Much has been said and written already about the export success of the Three Seas countries. It results from numerous factors starting from a high level of cost competitiveness, through open markets, to a high level of integration with global markets and a significant inflow of export-oriented foreign direct investment.
Three Seas Countries Export: numbers are high
If one looks at basic numbers, this story is remarkable. Most of the Three Seas countries are at the top of the list of European economies, recording the highest growth rates of exports between 2010 and 2021. Ireland, with astonishing 170% growth, is the only non-Three Seas country that at least doubled its exports over that time.
Three seas countries are also among those with the highest ratio of exports to GDP in the EU. There are ten countries in the EU where this relation is above 50%, and seven are from the region. On the one hand, this relation shows the level of openness of the economies to the international markets; on the other, it indicates the level of their dependency on international markets.
Small and open economies tend to have weaker control over their economic situation than those with a higher share of domestic demand in their GDPs. Generally, it is quite standard in economics that positive factors/features, such as “level of openness,” bring some costs – in this case, higher vulnerability to external factors.
However, the scale of this vulnerability does not depend only on the level of openness. It tends to be higher in countries with more concentrated export structures. The more your export depends on one client (country) and/or one product, the more vulnerable you are to market-specific shocks.
The scale of concentration can be measured by the so-called Herfindahl-Hirschman Index (HHI). It is most commonly used to measure market competition or monopolization (in anti-monopoly cases), but it also perfectly suits this analysis.
Three Seas trade partners
However, the numbers of shares of the biggest single trade partners and dominating products in total exports of EU countries are much easier to interpret than the HHIs. Luckily, they are very closely correlated to each other. Both for products and trade partners, the correlation coefficient for these two measures is above 95%. So in practice, they give the same results.

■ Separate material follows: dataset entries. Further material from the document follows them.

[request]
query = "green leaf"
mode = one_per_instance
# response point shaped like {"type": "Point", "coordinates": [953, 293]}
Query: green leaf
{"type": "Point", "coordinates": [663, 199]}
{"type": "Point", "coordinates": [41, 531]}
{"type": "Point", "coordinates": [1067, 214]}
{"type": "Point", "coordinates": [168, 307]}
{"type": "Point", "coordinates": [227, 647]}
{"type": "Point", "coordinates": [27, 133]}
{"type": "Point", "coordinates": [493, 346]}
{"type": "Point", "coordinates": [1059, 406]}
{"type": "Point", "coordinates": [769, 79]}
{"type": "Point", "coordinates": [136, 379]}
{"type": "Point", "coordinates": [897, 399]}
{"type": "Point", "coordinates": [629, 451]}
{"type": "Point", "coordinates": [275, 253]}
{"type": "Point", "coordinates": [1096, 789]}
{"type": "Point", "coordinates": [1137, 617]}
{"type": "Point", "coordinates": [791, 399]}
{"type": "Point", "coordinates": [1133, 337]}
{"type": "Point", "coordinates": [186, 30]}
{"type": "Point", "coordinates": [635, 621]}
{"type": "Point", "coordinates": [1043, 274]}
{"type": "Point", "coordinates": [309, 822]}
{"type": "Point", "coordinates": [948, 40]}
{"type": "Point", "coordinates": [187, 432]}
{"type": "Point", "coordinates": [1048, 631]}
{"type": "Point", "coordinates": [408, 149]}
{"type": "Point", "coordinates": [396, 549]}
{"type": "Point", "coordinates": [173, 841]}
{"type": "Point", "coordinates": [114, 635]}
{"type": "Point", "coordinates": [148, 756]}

The total concentration of exports is defined as the product of shares of the single dominant trade partner, and the single dominant product in total exports is the highest in Ireland. However, the following six positions on the list are occupied by the Three Seas countries: Slovakia, Hungary, Czechia, Austria, Poland, and Romania. Germany is the dominant trading partner for all these countries, with respective shares in total exports ranging from 21% in Romania to 32% in Czechia. The dominating export products differ among them. Various kinds of electrical machinery are the dominant export products of Hungary, Poland, and Romania. Austria and Czechia export mechanical appliances. Slovakia exports mainly vehicles.
It seems that increasing export diversity is a serious challenge for a large group of Three Seas countries. Their export story is definitely a success, but the last thing their decision-makers should do is stay complacent. They should support businesses in the region and encourage them to look for new export markets and to develop new export products. Increasing the trade volume within the Three Seas region could be the best first step on this path.